Predicate: can this URL be shown as a live iframe?

linkLiveP u
| u `elem` overrideLinkLive = True -- explicit override
| u `elem` overrideLinkLiveNot = False -- explicit block
| "http://" `isPrefixOf` u = False -- no HTTP (mixed content)
| "/" `isPrefixOf` u = False -- local links don't match
| otherwise = urlLive u == Just True

Called by: linkLive, external callers checking liveness


urlLive :: Text -> Maybe Bool

Core lookup logic. Returns Just True (known good), Just False (known bad), or Nothing (unknown/untested).

urlLive u
| host u `elem` badDomainsSimple = Just False
| anySuffixT (host u) badDomainsSub = Just False
| host u `elem` goodDomainsSimple = Just True
| anySuffixT (host u) goodDomainsSub = Just True
| anyInfixT u wikipediaURLs = Just $ wikipediaLiveP u
| otherwise = miscUrlRules u

Precedence: bad simple > bad sub > good simple > good sub > Wikipedia > misc rules


wikipediaLiveP :: Text -> Bool

Special handling for Wikipedia. Most Wikipedia pages work as live popups except Special:* namespace (sets X-Frame headers for security).

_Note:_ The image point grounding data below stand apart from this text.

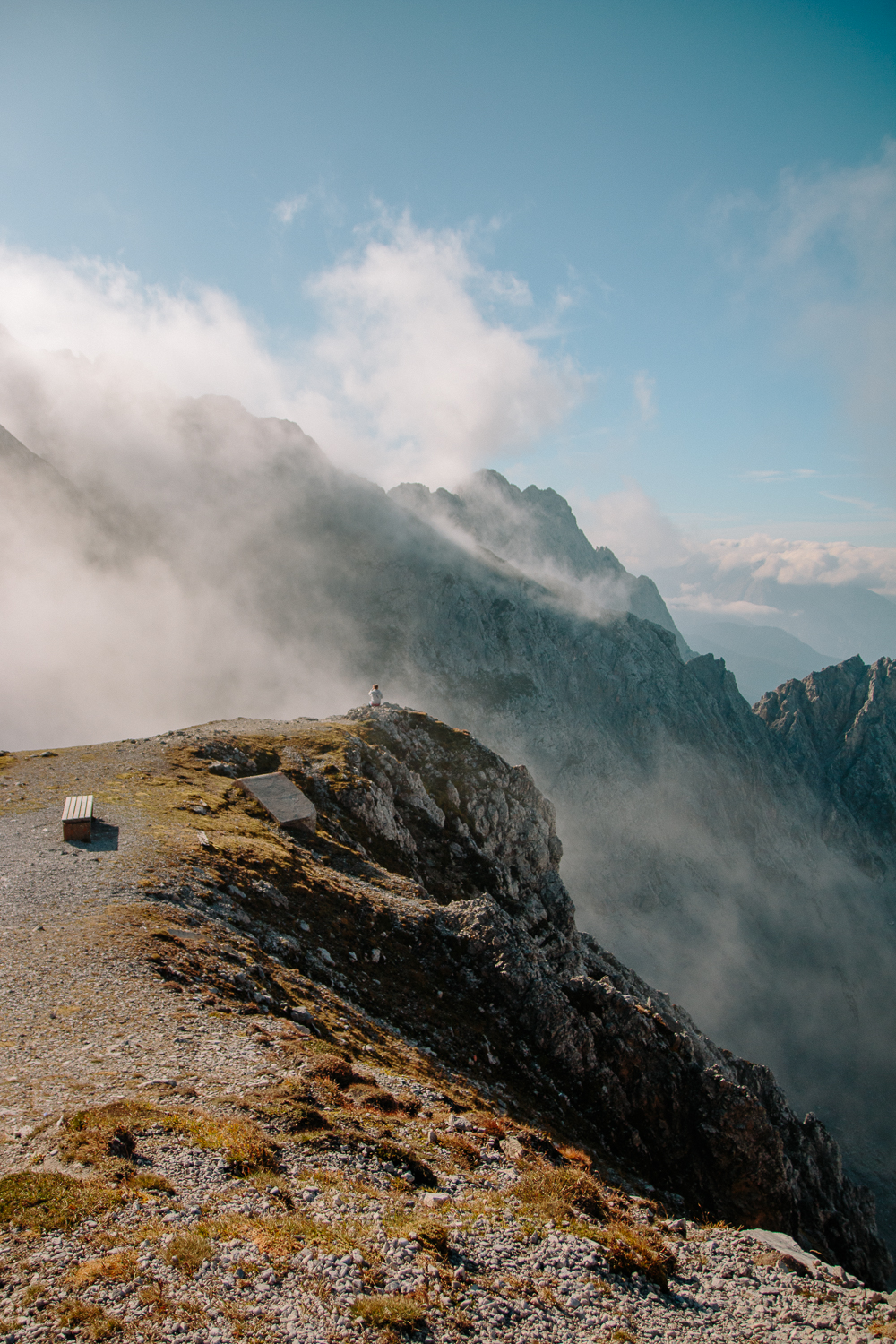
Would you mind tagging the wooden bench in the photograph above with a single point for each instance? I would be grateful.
(77, 817)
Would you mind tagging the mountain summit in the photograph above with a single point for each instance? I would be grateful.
(742, 860)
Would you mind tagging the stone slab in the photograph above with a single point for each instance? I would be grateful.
(287, 804)
(785, 1245)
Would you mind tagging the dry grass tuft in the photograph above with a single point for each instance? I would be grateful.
(289, 1105)
(386, 1311)
(51, 1202)
(187, 1250)
(641, 1250)
(573, 1156)
(105, 1136)
(151, 1180)
(559, 1191)
(433, 1234)
(463, 1150)
(336, 1070)
(245, 1145)
(400, 1156)
(89, 1319)
(120, 1266)
(370, 1097)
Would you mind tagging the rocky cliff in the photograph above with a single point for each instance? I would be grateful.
(699, 847)
(477, 960)
(536, 531)
(839, 728)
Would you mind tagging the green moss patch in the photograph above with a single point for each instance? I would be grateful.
(51, 1202)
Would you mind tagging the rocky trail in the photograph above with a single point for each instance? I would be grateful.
(358, 1085)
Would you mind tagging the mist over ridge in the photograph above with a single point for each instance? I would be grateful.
(193, 562)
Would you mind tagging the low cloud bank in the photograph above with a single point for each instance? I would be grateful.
(421, 363)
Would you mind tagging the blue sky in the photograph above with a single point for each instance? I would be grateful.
(684, 210)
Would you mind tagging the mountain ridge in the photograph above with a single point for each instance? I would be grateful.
(697, 849)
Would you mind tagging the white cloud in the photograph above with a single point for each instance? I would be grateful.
(287, 210)
(410, 375)
(408, 362)
(831, 564)
(823, 255)
(632, 524)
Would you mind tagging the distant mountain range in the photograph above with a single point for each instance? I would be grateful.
(732, 857)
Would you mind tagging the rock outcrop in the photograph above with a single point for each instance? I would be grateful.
(699, 847)
(536, 531)
(485, 968)
(839, 728)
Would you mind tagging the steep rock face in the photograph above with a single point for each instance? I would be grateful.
(492, 926)
(696, 846)
(536, 531)
(839, 728)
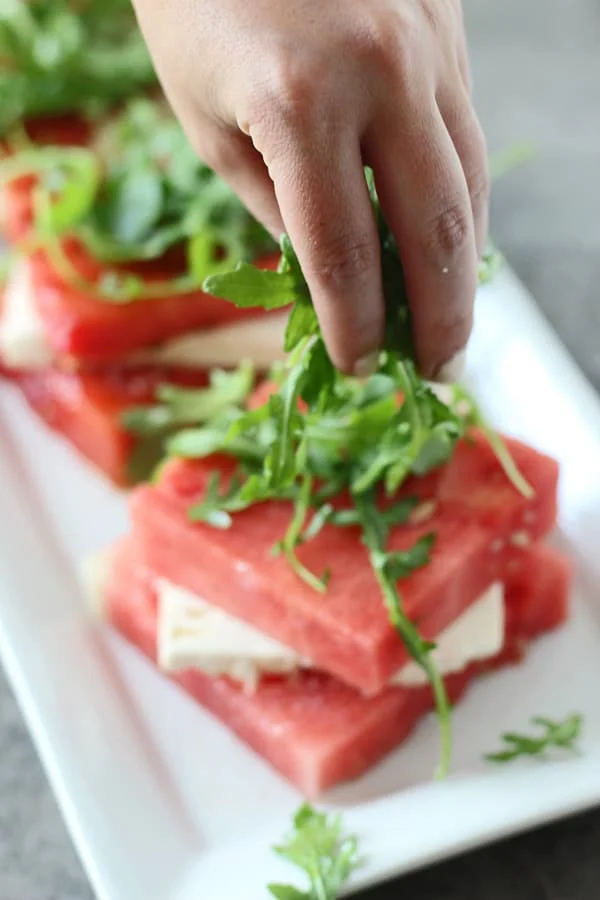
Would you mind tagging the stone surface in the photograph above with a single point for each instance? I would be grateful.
(536, 66)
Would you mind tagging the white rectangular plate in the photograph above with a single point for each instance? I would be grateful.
(162, 802)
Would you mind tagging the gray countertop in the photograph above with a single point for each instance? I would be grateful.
(537, 76)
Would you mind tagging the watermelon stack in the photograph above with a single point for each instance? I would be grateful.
(337, 714)
(79, 360)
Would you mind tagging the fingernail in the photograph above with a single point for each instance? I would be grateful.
(367, 365)
(452, 370)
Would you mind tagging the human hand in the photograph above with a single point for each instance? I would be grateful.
(288, 102)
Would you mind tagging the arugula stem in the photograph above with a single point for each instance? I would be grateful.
(294, 533)
(407, 633)
(374, 537)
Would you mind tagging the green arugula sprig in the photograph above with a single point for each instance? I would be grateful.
(60, 57)
(318, 846)
(554, 735)
(140, 192)
(177, 407)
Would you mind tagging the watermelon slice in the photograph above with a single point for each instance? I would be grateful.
(347, 630)
(313, 729)
(94, 331)
(86, 408)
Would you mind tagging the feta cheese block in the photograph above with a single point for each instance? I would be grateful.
(24, 341)
(346, 631)
(192, 633)
(313, 729)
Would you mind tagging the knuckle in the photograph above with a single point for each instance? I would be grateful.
(387, 42)
(342, 259)
(448, 234)
(285, 97)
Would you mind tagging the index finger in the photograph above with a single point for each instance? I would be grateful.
(425, 199)
(325, 205)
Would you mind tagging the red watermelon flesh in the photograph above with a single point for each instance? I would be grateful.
(86, 408)
(94, 331)
(312, 728)
(346, 630)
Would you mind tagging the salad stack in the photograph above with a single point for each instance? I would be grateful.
(318, 560)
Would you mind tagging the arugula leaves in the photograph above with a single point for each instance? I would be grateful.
(317, 846)
(56, 57)
(140, 193)
(553, 735)
(176, 409)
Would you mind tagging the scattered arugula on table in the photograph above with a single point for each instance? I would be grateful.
(553, 735)
(57, 57)
(319, 847)
(139, 193)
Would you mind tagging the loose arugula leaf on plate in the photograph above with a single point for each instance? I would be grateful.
(318, 846)
(139, 193)
(176, 410)
(552, 735)
(58, 57)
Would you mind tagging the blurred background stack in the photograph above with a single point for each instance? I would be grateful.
(536, 67)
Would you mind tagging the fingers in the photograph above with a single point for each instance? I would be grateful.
(469, 142)
(325, 205)
(425, 199)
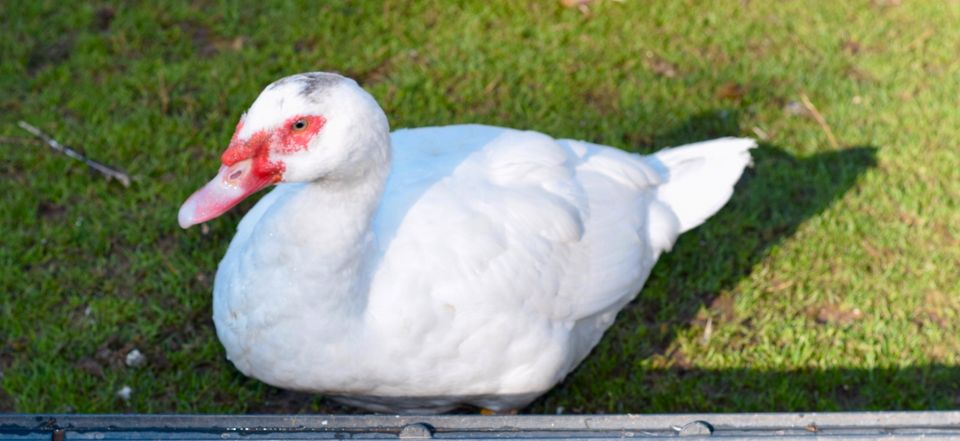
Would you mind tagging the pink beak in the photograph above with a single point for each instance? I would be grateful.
(231, 185)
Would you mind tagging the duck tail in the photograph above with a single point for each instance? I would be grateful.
(699, 177)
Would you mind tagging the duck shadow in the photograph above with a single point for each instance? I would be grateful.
(770, 202)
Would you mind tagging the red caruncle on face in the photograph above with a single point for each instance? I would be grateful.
(292, 135)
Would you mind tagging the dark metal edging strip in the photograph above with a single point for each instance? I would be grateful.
(744, 426)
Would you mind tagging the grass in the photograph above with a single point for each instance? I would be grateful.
(830, 282)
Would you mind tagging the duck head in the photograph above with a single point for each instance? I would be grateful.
(303, 128)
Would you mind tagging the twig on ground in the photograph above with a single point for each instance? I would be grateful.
(16, 140)
(103, 169)
(820, 120)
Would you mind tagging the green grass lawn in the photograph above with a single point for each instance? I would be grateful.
(830, 282)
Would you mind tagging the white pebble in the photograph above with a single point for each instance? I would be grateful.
(124, 393)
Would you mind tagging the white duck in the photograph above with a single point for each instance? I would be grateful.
(433, 267)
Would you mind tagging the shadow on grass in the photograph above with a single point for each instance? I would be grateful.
(771, 201)
(773, 198)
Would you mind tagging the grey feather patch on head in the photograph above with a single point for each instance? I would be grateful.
(313, 83)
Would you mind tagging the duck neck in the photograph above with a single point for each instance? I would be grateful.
(329, 225)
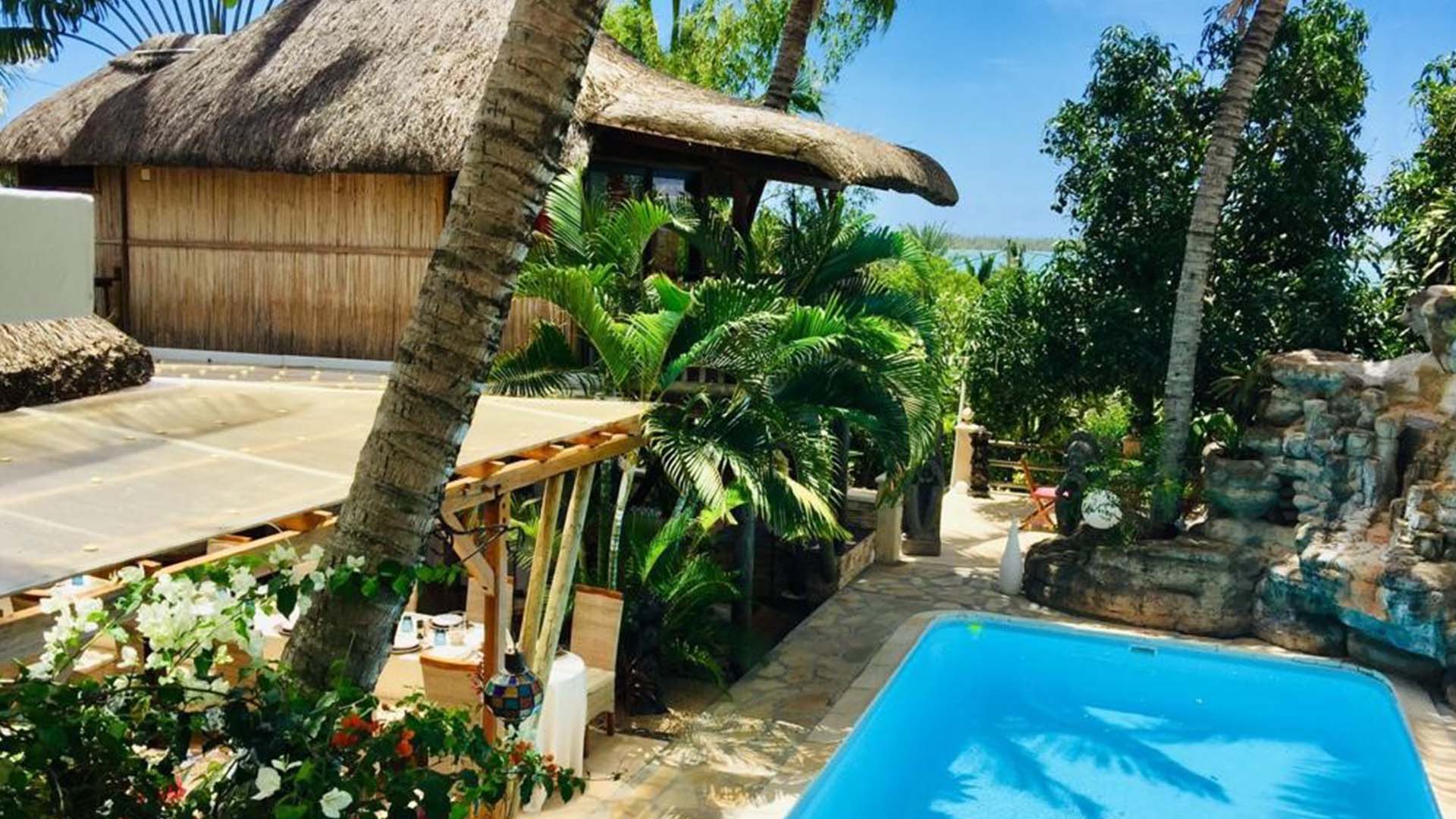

wikipediaLiveP u = "link-live" `elem` wpPopupClasses u

Delegates to Interwiki.wpPopupClasses which parses the URL path and checks against linkliveNamespacesNo = ["Special", "/w/index.php"].


linkLivePrioritize :: IO [(Int, Text)]

Build-time helper: finds untested domains with high link counts. Appends test cases to /lorem-link.md for manual review.

linkLivePrioritize = do
backlinks <- readBacklinksDB
-- Group by domain, filter untested, sort by count
-- Write high-frequency domains to test page

Called by: sync.sh during build Writes to: lorem-link.md


linkLiveTest :: [(Text, Bool)]

Unit test suite. Returns URLs that fail their expected classification (good URL not getting link-live, bad URL incorrectly getting it).

Called by: Test.hs


linkLiveTestHeaders :: IO ()

Runtime header check. Uses curl to fetch headers for all goodLinks and warns if X-Frame-Options or frame-ancestors is detected.

linkLiveTestHeaders = forM_ goodLinks $ \u -> do
(_, _, headers) <- runShellCommand "curl" ["--head", u]
when ("x-frame" `isInfixOf` headers) $
printRed u >> print "X-FRAME option detected"

Internal Architecture

Decision Flow

URL input

├─ overrideLinkLive? → True
├─ overrideLinkLiveNot? → False
├─ http:// prefix? → False (mixed content blocked by browsers)
├─ local path? → False

└─ urlLive lookup:
├─ badDomainsSimple? → False
├─ badDomainsSub? → False
├─ goodDomainsSimple? → True
├─ goodDomainsSub? → True
├─ Wikipedia? → wikipediaLiveP check
└─ miscUrlRules → special cases (YouTube embeds, Markdeep)

Config/LinkLive.hs Structure

-- Override lists (highest priority)
overrideLinkLive, overrideLinkLiveNot :: [Text]

-- Domain patterns
goodDomainsSub :: [Text] -- e.g., [".github.io", ".wordpress.com"]
goodDomainsSimple :: [Text] -- e.g., ["gwern.net", "lesswrong.com"]
badDomainsSub :: [Text] -- e.g., [".substack.com", ".medium.com"]
badDomainsSimple :: [Text] -- e.g., ["arxiv.org", "twitter.com"]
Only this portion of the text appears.